43

Apart from one night here during happier times with Ari, when they’d toured around Wales before Sammy was born, Glenn Branson did not really know Cardiff at all, and he wasn’t sure of his exact whereabouts in the city right now. Except it was a nice, swanky hotel, and the bar was still open and busy. He sat at the counter with Bella Moy next to him. He was buzzing, on a high from having been in the TV studio, feeling a faint sense of anticlimax that it was all over.

He grabbed a handful of nuts in exotically coloured coatings and crunched them, then lifted his pint glass. ‘Cheers,’ he said.

Bella raised her Cosmopolitan and they clinked glasses.

‘Well done, star!’ he said.

‘You were the star,’ she returned with a sweet smile.

She was dressed in a navy trouser suit with an open-necked white blouse and elegant high-heels. He wanted to tell her how lovely she looked, but he didn’t quite have the courage, unsure how she might react, knowing from past experience that she had a very brittle side to her. And besides, he thought regretfully, in today’s politically correct police world, the slightest innuendo taken the wrong way could have you up before a disciplinary tribunal for sexual harassment.

But what a transformation, he thought, from the normally drab attire she wore at work, and her messy mousy hair. She’d had it done especially for tonight, an elegantly layered cut, and for the first time since he had known her, he was looking at her as an attractive woman. He noticed the fine gold chain with a tiny cross around her neck, and wondered how religious she was. He realized, despite having worked closely with her for the past two years, how little he knew her. ‘Must be tough with your mum being in hospital,’ he said.

She nodded sadly. ‘Yes.’ She shrugged, and in that gesture he saw, through that sadness, what might have been a hint of relief.

‘How long have you been looking after her?’

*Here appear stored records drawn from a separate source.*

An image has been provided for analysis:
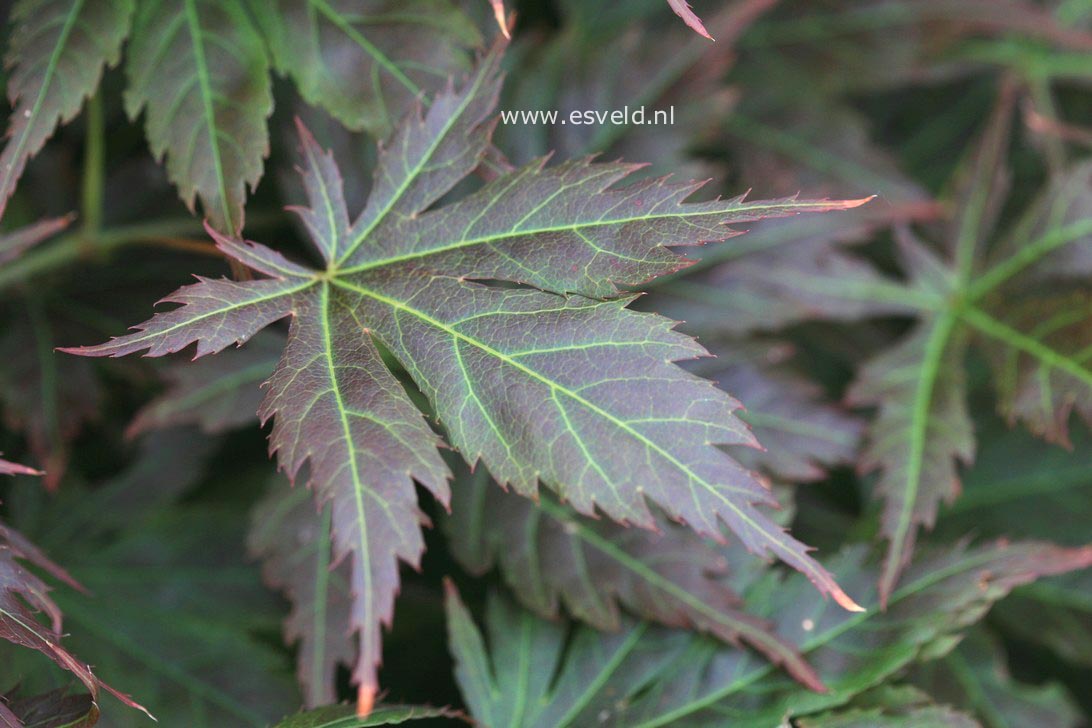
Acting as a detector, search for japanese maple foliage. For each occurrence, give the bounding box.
[0,0,1092,728]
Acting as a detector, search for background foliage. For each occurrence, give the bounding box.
[0,0,1092,728]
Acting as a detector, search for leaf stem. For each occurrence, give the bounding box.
[966,219,1092,301]
[960,307,1092,386]
[80,92,106,239]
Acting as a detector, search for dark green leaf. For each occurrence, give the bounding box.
[0,0,133,222]
[126,0,273,232]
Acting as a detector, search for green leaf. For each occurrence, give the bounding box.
[126,332,284,437]
[273,705,458,728]
[937,422,1092,665]
[126,0,273,232]
[911,628,1081,728]
[5,429,298,728]
[444,468,824,691]
[448,542,1092,728]
[0,0,133,222]
[68,44,863,704]
[0,524,151,727]
[848,315,974,600]
[247,479,357,707]
[799,685,980,728]
[250,0,480,138]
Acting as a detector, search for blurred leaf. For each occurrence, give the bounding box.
[0,689,98,728]
[248,478,357,707]
[6,430,294,728]
[274,705,458,728]
[0,219,73,270]
[126,0,273,232]
[0,0,133,222]
[448,542,1092,728]
[911,628,1081,728]
[250,0,480,139]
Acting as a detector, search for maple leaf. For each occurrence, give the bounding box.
[936,421,1092,676]
[691,341,864,482]
[66,44,865,706]
[910,625,1081,728]
[444,460,826,691]
[799,687,981,728]
[126,0,273,231]
[247,482,356,707]
[0,0,133,222]
[0,688,98,728]
[249,0,480,139]
[126,331,284,438]
[0,307,103,490]
[447,541,1092,728]
[0,524,151,726]
[12,428,299,728]
[664,85,1092,596]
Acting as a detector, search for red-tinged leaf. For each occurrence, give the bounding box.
[446,468,826,692]
[0,688,98,728]
[126,332,284,437]
[126,0,273,231]
[0,314,103,490]
[910,626,1082,728]
[0,216,74,265]
[0,460,41,475]
[273,705,465,728]
[69,44,865,702]
[0,0,133,222]
[247,479,357,707]
[249,0,483,139]
[447,541,1092,728]
[848,317,974,601]
[667,0,713,40]
[700,342,864,482]
[0,546,151,716]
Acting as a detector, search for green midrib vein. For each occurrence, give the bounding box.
[881,310,957,592]
[339,199,860,275]
[186,0,233,227]
[331,278,828,582]
[0,0,84,193]
[634,553,1009,728]
[538,498,798,663]
[336,49,484,265]
[319,284,375,657]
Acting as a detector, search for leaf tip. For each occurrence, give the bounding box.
[356,682,376,718]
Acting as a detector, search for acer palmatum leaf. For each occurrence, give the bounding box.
[125,0,273,231]
[66,44,866,699]
[444,467,826,692]
[0,211,75,265]
[254,0,484,139]
[0,527,152,717]
[0,0,133,222]
[447,541,1092,728]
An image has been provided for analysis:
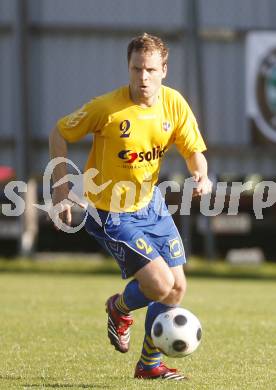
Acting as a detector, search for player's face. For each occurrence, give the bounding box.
[129,51,167,107]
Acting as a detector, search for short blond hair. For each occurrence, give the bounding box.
[127,33,169,65]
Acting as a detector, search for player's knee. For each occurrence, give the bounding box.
[140,274,174,301]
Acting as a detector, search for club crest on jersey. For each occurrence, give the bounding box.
[120,119,130,138]
[162,122,171,131]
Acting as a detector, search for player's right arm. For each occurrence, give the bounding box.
[49,126,72,225]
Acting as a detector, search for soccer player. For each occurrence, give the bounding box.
[50,33,211,380]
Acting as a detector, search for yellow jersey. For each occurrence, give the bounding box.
[57,86,206,212]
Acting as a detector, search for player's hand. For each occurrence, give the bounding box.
[50,185,74,230]
[193,171,213,197]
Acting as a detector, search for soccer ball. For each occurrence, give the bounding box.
[151,307,202,357]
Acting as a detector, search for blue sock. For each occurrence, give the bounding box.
[140,302,174,370]
[115,279,151,314]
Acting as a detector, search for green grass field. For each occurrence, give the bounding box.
[0,258,276,390]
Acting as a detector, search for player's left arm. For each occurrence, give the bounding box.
[186,152,212,196]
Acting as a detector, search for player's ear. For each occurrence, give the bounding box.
[162,64,168,79]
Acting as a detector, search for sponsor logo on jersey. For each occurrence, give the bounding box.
[162,122,171,131]
[118,146,166,164]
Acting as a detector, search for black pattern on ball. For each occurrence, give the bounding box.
[196,328,202,341]
[173,314,188,326]
[153,322,163,337]
[172,340,187,352]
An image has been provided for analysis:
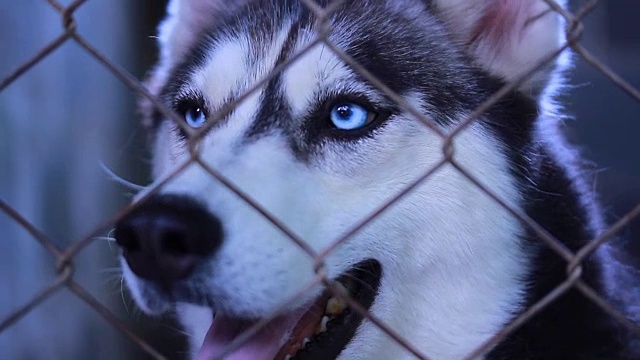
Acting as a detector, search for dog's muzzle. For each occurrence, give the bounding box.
[115,195,223,291]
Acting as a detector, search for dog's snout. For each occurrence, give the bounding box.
[115,195,223,286]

‘Ten years. I lived away from home for a few years, then my dad was sick with Parkinson’s and Mum had a minor stroke and wasn’t able to look after him, so I moved back in with them. He died and I – I sort of stayed on, looking after her.’

‘That’s dedication.’

‘I suppose.’ She smiled wistfully and he sensed even more strongly her deep inner sadness.

She drained her glass and he ordered her another, downing his own too and getting a pleasant buzz from the alcohol. He was enjoying himself. It was good having some company. And he had to admit it, he’d really, really enjoyed being on television. Live television! Roy Grace had called him twenty minutes ago telling him he’d just watched the recording and congratulating him on giving a command performance – even if he had stolen his line about cold cases and the identifying of the victim!

There had been a flurry of calls but no positive leads so far. They’d agreed Grace would take the morning briefing so that he and Bella didn’t have to rush back at dawn.

Which meant he could enjoy himself for a while longer. Away from Brighton and for the first time in a long while not feeling all chewed up inside about Ari and his kids. And suddenly he found himself staring at Bella not as a colleague, but as a guy out on a date would. He didn’t want this evening to end just yet. Instead he found himself wondering what it might be like to sleep with her.

Their eyes met. She had big, soulful eyes. A pretty nose. He liked her slender neck, although that crucifix bothered him some. Was she a prude? Why had she got divorced? He needed to know more about her. ‘Do you have – you know – like – a fella?’

She smiled evasively. ‘Not really. No one – you know – that I’m an item with.’

‘Oh?’ His hopes rose. There had been several times in the past when he had looked at the DS in briefings, munching away almost obsessively on her Maltesers as if they were a Freudian substitute for something else, and thought to himself that with a makeover she could be really attractive. And now here she was, smelling of an alluring scent, and with just that makeover. Although he could improve on her further, if she gave him the chance. And, he decided, emboldened and increasingly amorous from the drink, he was going to try to persuade her to give him that chance.

Roy Grace had told him, on a couple of occasions recently, that he needed to accept that his marriage was over – had been, in reality, for a long time – and that he should start seriously considering a new relationship. Well, he thought, this just might be it.

They chatted on for a while, and she finished her second Cosmopolitan.

‘Have another!’ he said, draining his second beer – or was it his third? A cheesy song was playing in the background, ‘Lady In Red’. Not normally his kind of music, but it was doing it for him at this moment.

‘I have to go to bed,’ she said, slipping off her bar stool, suddenly, surprising him with her abruptness. ‘It’s been a great evening!’ She gave him a quick, damp peck on the cheek and was gone.

He sat there, reflectively nursing his empty glass, then ordered another pint. He listened to more cheesy songs, savouring that soft, wet touch of her lips, and thinking, for the first time since Ari had told him their marriage was over, that maybe it was possible to find a new life.

And that he might have found the person to start it with.